- Name: Imagination
- Type: Web
- Description:
In this challenge, each team will have an isolated environment (ssh proxy + web server),
which can be accessed via `ssh root@HOST -p $[60300+TEAM_ID]` with your team token as the password.
You can access the web server `http://imagination:8000` through the ssh proxy.
See ssh [local port forwarding](https://help.ubuntu.com/community/SSH/OpenSSH/PortForwarding#Local_Port_Forwarding) for help.

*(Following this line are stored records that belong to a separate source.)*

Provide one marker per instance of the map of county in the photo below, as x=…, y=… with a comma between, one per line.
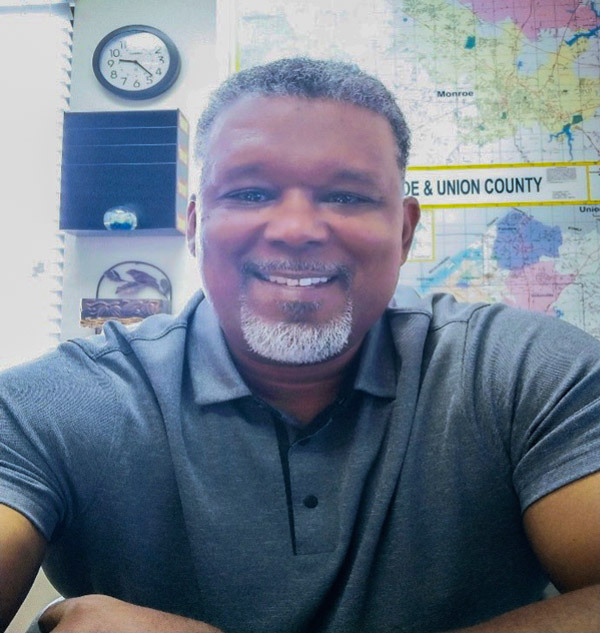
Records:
x=482, y=83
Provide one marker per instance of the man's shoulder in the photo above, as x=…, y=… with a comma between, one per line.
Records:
x=483, y=320
x=118, y=350
x=440, y=308
x=116, y=337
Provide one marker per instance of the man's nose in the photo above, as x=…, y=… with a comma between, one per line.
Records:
x=296, y=220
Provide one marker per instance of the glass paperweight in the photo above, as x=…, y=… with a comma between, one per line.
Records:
x=119, y=219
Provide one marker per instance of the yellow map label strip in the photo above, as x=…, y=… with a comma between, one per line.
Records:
x=505, y=185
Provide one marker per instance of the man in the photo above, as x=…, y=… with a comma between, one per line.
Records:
x=307, y=449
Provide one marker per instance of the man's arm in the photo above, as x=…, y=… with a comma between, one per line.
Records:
x=22, y=549
x=564, y=530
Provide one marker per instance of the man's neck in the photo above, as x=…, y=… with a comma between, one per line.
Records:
x=299, y=390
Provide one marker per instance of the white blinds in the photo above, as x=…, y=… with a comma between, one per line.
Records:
x=35, y=56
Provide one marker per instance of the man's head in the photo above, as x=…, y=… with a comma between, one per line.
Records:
x=303, y=226
x=308, y=79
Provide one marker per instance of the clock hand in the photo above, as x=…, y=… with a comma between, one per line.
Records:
x=135, y=61
x=144, y=69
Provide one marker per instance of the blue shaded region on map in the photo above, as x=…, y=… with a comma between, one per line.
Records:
x=569, y=135
x=521, y=241
x=589, y=33
x=450, y=265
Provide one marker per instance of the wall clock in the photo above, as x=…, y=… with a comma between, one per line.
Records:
x=136, y=62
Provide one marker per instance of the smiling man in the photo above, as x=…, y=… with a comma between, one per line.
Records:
x=307, y=447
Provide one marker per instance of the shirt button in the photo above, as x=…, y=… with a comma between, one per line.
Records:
x=311, y=501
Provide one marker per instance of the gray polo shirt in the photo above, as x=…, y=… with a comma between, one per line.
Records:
x=157, y=477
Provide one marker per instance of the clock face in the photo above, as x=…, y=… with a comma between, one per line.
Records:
x=136, y=62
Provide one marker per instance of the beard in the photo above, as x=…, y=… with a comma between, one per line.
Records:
x=293, y=342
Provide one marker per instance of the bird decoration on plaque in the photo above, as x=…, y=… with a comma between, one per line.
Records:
x=127, y=292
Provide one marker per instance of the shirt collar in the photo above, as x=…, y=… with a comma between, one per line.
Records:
x=213, y=375
x=379, y=364
x=215, y=378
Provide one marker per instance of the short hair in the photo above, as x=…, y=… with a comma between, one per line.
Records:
x=311, y=79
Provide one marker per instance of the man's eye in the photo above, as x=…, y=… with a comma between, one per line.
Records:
x=340, y=197
x=249, y=195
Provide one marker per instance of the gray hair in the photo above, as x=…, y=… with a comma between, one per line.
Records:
x=310, y=79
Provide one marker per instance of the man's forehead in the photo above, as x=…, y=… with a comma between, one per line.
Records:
x=257, y=132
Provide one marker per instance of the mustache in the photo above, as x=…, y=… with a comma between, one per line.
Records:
x=317, y=268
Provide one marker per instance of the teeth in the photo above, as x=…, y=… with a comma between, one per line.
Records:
x=304, y=281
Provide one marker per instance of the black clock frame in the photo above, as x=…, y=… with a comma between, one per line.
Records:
x=147, y=93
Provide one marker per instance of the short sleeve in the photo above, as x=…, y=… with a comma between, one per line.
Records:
x=535, y=385
x=55, y=416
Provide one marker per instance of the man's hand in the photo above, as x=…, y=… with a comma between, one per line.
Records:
x=103, y=614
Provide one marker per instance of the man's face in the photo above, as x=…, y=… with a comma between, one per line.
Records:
x=303, y=227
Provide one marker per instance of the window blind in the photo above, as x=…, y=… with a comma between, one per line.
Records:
x=35, y=46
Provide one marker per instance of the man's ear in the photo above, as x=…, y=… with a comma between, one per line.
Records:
x=411, y=217
x=191, y=226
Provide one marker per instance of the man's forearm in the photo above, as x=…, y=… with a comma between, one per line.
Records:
x=103, y=614
x=574, y=612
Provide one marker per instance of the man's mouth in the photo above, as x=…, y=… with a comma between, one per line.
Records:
x=295, y=281
x=296, y=274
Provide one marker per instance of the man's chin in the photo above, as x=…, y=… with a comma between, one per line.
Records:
x=294, y=341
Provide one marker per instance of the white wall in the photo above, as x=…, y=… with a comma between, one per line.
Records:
x=191, y=25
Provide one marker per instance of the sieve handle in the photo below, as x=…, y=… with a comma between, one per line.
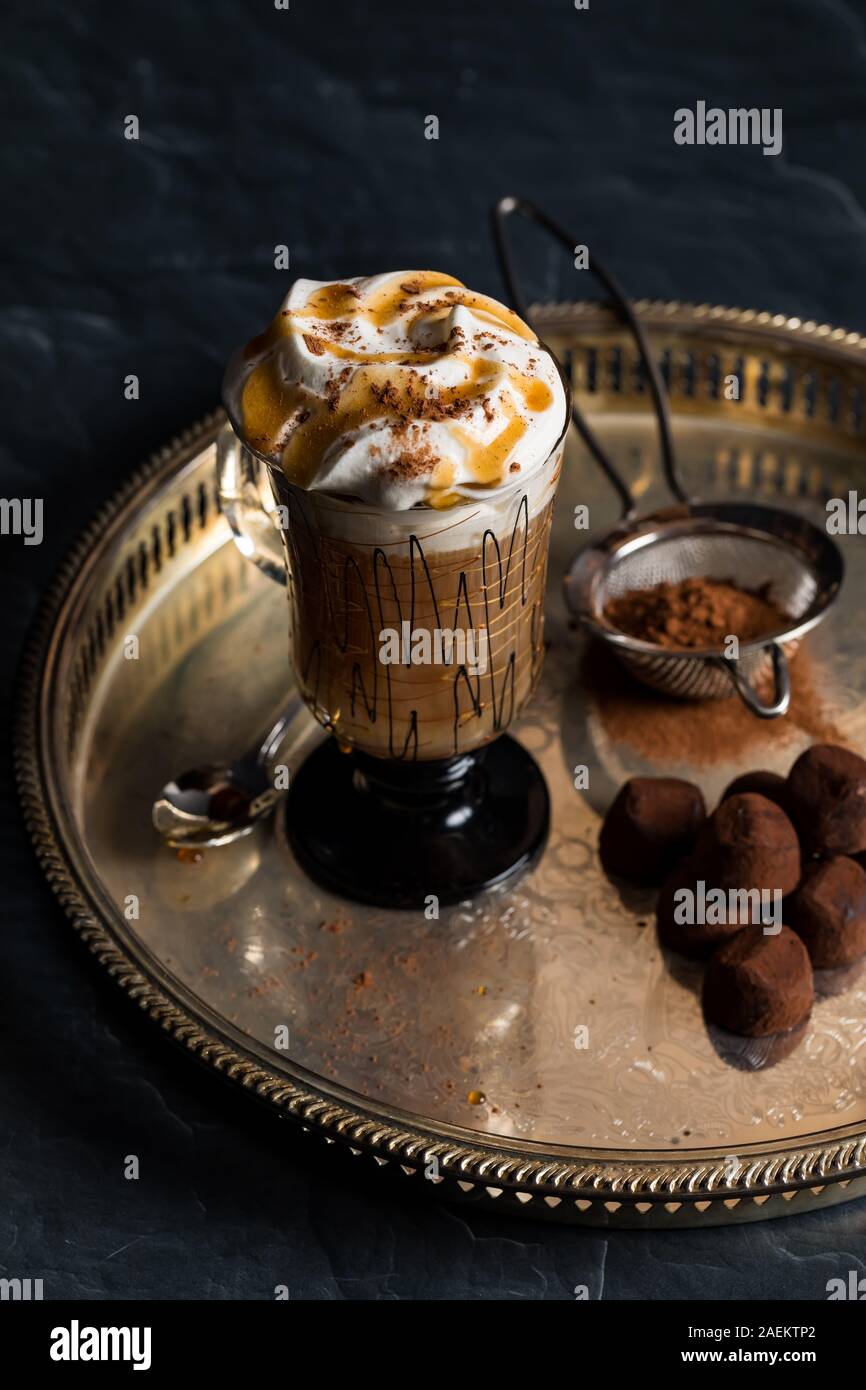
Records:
x=512, y=205
x=749, y=697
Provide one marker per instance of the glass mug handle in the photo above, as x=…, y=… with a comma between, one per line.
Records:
x=238, y=485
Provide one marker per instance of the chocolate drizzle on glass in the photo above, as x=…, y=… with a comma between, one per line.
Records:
x=344, y=595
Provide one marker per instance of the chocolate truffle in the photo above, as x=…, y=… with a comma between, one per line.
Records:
x=695, y=938
x=829, y=912
x=749, y=843
x=651, y=824
x=772, y=786
x=827, y=788
x=759, y=984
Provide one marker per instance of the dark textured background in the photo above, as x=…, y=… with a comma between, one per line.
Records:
x=262, y=127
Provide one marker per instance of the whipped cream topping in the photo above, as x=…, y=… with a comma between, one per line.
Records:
x=401, y=389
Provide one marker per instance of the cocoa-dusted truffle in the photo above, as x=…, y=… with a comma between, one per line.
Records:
x=652, y=823
x=759, y=984
x=829, y=912
x=827, y=788
x=749, y=843
x=772, y=786
x=697, y=937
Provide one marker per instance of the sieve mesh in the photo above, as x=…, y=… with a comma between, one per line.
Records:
x=748, y=560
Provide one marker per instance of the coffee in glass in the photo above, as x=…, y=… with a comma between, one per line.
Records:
x=413, y=435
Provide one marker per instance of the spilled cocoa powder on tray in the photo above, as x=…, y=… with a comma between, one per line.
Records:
x=701, y=733
x=694, y=613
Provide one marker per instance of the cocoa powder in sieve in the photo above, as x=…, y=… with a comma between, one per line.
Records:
x=694, y=613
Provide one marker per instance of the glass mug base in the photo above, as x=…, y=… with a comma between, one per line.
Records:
x=417, y=836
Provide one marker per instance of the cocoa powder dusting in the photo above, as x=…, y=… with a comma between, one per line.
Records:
x=694, y=613
x=699, y=733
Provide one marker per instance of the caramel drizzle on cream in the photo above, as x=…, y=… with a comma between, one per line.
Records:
x=288, y=420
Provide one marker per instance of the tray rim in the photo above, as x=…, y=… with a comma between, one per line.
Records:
x=630, y=1179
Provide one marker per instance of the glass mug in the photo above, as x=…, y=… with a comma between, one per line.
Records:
x=416, y=640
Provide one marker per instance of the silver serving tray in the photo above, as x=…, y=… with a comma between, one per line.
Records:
x=398, y=1025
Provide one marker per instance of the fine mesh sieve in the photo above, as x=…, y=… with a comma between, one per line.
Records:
x=758, y=548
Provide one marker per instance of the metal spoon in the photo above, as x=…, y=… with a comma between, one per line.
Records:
x=218, y=802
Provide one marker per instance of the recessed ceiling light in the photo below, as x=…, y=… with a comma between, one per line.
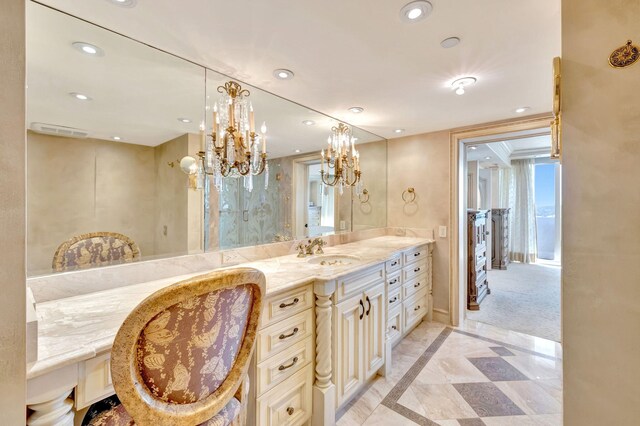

The flag is on the web server.
Disclaimer for fairness: this challenge MIGHT be related to [Images and Words](https://github.com/BookGin/my-ctf-challenges/tree/master/balsn-ctf-2019/images-and-words) in Balsn CTF 2019.
- Files provided: All the files under
build/imagination, excluding the real flag - Solves: 1 / 15
Each team will be given an ssh server and a web server. The password of ssh server is read from enc_shadow, which can be generated using this one-liner:
python3 -c 'import crypt,getpass; print(crypt.crypt(getpass.getpass(), crypt.mksalt(crypt.METHOD_SHA512)))'
Run the script to create environments for each teams:
./run.sh
In this challenge, We can read/write files in almost any subdirectory. Because it sanitizes ., we can't write files in the current working directory. Another tricky part is it will only create directory if the name is in that dictionary.
During Python execution, it will create a __pycache__ directory in the current working directory. It will contain Python pre-compiled cache files. We can just send a request to /__pycache__/server.cpython-38.pyc to download it, though we already have the source code.
Remember that we can write files in subdirectory. The idea is pretty straightforward now --- overwrite the cache file to achieve RCE.
Just be careful when you try to overwrite the pyc file. You can refer to this article. Those magic strings as well as the modification timestamp should be left untouched. See ./exploit/exp.sh for details.
The next step is to make the gunicorn server restart; otherwise the cache file will not be loaded. In this challenge, gunicorn is deployed without any proxy. That makes it vulnerable to DoS attacks.
Also, gunicorn uses pre-forked worker processes with the default timeout 30 seconds. Actually, it's very easy to make gunicorn to restart the worker. Because it's configured without any proxy, simply creating a slow TCP connection will totally make the server freeze. See ./exploit/exp.sh for details.
After it's timeout, gunicorn will restart the worker and load our crafted cache file. The full exploit is in ./exploit/exp.sh.
[2020-02-06 07:44:09 +0000] [6] [CRITICAL] WORKER TIMEOUT (pid:220)
[2020-02-06 07:44:09 +0000] [220] [INFO] Worker exiting (pid: 220)
[2020-02-06 07:44:09 +0000] [221] [INFO] Booting worker with pid: 221
Deploying gunicorn without proxy like nginx is dangerous regarding performance. A slow TCP connection can DoS your server easily. I just want to bring this up so I create this challenge.
The __pycache__ part seems like a old trick. The design of writing to an exising subdirectory is kind of strange. There's definitely room for improvement.